The neural network processor according to claim 1.

The inner product processing unit,
When performing the processing of the fully coupled layer,
(1) The process in the norm mode is executed once for all the connected layers to be processed,
(2) The process of the inner product calculation mode is repeatedly executed for the number of outputs of all the connected layers to be processed.
The neural network processor according to claim 1.

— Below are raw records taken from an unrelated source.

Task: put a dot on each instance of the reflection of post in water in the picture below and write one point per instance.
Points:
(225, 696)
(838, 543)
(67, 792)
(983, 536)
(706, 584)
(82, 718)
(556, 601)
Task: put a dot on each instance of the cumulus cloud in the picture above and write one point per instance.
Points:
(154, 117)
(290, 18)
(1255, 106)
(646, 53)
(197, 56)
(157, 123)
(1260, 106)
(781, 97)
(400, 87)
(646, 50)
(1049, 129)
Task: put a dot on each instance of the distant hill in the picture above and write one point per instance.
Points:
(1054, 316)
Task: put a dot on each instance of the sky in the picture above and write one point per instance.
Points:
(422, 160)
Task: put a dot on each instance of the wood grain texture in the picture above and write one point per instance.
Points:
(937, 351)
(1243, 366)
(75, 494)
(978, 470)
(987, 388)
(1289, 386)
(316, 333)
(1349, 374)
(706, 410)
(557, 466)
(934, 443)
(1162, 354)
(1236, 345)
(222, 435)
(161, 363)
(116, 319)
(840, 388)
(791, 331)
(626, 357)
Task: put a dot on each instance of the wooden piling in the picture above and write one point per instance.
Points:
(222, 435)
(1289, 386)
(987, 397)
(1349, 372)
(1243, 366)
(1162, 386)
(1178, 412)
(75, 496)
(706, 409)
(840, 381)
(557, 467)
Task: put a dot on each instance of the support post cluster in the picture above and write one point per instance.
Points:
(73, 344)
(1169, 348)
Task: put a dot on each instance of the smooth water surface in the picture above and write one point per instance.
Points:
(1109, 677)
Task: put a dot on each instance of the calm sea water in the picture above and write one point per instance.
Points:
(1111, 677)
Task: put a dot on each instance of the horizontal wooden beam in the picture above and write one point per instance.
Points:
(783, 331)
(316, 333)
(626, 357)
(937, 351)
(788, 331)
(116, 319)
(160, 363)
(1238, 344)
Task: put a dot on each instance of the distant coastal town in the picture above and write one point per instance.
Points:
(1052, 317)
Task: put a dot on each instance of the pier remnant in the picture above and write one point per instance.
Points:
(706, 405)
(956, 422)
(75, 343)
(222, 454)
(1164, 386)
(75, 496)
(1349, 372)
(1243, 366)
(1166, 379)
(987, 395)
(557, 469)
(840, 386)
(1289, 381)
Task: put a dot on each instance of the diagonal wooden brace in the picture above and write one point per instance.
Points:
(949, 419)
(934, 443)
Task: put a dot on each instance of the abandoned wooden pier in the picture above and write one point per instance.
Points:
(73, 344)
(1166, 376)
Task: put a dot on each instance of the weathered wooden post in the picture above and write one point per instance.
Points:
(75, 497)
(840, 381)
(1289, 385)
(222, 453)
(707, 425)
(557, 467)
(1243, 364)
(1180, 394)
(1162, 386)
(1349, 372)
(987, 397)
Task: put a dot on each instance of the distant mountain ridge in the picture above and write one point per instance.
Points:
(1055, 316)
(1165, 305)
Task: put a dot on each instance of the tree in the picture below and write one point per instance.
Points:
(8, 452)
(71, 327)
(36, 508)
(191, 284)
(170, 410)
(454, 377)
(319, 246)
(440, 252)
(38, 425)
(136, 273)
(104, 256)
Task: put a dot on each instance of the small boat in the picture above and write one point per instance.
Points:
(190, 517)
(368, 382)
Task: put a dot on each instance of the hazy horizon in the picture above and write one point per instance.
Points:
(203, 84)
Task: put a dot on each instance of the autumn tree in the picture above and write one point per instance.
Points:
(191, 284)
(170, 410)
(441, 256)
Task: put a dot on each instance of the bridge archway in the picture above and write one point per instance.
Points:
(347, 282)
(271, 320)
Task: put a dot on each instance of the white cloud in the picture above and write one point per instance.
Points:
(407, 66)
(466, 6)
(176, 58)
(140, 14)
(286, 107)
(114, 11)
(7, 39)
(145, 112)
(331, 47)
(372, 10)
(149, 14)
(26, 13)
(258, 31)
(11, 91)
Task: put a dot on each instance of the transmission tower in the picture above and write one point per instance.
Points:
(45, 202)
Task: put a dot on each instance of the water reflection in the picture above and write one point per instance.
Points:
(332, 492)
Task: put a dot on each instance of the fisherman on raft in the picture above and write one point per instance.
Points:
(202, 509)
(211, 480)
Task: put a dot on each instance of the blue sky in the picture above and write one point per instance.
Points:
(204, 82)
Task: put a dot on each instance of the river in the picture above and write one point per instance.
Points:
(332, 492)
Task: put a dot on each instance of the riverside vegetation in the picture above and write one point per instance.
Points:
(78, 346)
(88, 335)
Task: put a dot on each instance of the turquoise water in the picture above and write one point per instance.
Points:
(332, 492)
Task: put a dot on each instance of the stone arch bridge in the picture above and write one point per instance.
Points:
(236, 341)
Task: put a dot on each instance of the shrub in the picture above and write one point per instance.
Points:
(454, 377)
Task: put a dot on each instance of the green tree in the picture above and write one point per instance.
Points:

A neural network processing method for performing a multi-valued neural network process including a convolutional layer process and a fully connected layer process,
A control step of setting a scaling coefficient vector which is real vector data, and setting a multi-value basis matrix having multi-value data as elements;
A quantization processing step of performing a quantization process on the feature map input to the convolutional layer and the feature vector input to the fully connected layer, the minimum value of the feature map and the minimum value of the feature vector Is set to an offset value smaller than a predetermined value, and the quantization process is performed using a quantization width obtained based on the maximum value and the minimum value of the feature map and the feature vector. Said quantization processing step;
(1) executing a norm mode for calculating a norm of the feature map and the feature vector; and (2) performing an inner product calculation process using the multi-valued base matrix and the feature map or the feature vector after the quantization process. An inner product processing step of performing the processing of the norm mode, and the processing of the combination of the inner product calculation modes, thereby performing the processing of the convolutional layer and the processing of the fully connected layer. When,
A neural network processing method comprising:

A program for causing a computer to execute the neural network processing method according to claim 5.